Wednesday, January 3, 2018

Stolz

I do not mean the German word for pride; instead, I am referring to a theology professor at Freiburg's Alberto-Ludoviciana born in 1808, Alban Stolz, a professing anti-Semite.

Since 1913 Alban Stolz's bronze bust
has stood in front of the Konviktkirche (Seminary Church) (©BZ)
He belongs to the Freiburg dozen, i.e., those street names identified by a naming commission as unacceptable according to to present moral standards.

©BZ/Ingo Schneider
An article in yesterday's Badische Zeitung titled "Alban Stolz in the Snow and the Rain" showed an old photo of his bronze head in the snow. These days with temperatures much too warm for the season, his bust is left out in the rain. For how long?

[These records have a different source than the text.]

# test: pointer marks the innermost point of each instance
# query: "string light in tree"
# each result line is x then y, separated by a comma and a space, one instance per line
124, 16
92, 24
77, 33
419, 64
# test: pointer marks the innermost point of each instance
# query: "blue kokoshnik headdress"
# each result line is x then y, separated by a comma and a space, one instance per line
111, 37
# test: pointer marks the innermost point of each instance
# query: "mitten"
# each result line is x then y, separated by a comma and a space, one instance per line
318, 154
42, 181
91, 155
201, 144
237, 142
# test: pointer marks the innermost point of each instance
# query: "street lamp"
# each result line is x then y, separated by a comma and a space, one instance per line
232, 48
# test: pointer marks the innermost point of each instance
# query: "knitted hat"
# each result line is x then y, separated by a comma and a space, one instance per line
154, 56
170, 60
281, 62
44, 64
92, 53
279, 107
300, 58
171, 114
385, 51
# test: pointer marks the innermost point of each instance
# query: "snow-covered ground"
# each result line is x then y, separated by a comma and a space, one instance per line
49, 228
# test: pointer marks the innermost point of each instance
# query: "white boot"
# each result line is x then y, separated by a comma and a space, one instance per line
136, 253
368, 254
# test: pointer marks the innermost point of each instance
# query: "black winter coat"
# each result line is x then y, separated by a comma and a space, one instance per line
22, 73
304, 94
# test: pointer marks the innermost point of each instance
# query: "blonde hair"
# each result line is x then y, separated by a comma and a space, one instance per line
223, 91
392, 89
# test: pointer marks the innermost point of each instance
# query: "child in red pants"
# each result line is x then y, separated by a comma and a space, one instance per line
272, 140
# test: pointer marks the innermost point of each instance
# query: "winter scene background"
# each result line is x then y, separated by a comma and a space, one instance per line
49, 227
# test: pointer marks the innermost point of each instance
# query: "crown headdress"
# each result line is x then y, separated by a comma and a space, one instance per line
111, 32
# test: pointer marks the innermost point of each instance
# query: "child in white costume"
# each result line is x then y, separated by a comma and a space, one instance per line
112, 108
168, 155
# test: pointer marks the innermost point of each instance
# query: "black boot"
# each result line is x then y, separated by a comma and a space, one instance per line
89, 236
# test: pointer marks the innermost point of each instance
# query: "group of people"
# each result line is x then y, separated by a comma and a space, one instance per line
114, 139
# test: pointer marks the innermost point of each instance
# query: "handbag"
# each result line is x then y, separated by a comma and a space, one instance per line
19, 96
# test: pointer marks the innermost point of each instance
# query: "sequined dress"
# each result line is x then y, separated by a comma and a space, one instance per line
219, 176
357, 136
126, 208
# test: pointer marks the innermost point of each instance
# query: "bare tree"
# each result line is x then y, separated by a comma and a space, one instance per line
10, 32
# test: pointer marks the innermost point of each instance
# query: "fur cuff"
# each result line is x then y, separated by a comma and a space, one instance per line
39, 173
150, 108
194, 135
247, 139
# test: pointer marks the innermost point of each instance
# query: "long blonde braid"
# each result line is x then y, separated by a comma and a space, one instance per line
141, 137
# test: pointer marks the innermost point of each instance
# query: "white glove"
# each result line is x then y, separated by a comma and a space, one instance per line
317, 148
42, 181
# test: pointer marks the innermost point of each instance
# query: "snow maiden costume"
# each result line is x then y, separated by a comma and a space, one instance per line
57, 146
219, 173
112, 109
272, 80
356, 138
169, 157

The Archbishop's Ordinariate announced already last February that the physical memory of Alban Stolz would be removed.

View from the Konviktkirche (Seminary Church)
 to the Münster (Minster Church) (©Hans Sigmund)
There are other places in Freiburg's suburbs named after Alban Stolz: a children's daycare center in Zähringen and a Catholic dormitory in Littenweiler. The building was renamed in 2017 and is now dedicated to Saint Alban of Mainz, so residents may continue to call it Alban-Haus.

Stolz was a representative of Catholic anti-Semitism, and as such, he wrote countless articles in his popular calendars, stirring up hate against Jews using animal, plant, and plague metaphors. He was on to Presse- and Schacherjuden (press and bargaining Jews). To these traditional clichés of anti-Judaism, Stolz added the alleged genetic determination of Jewish shortcomings, bringing him close to racist ideas.

In Wikipedia, I read: After the revolutionary turbulence of 1848, he alleged a Jewish-Masonic conspiracy. This is directly linked to the Third Reich, where the menace was the Jewish-Bolshevik plot.

A sinister anti-Semitism runs like a red thread through history, from the time of the Romans to the 21st century. In this context, the renaming of a street is nothing other than a symbolic act.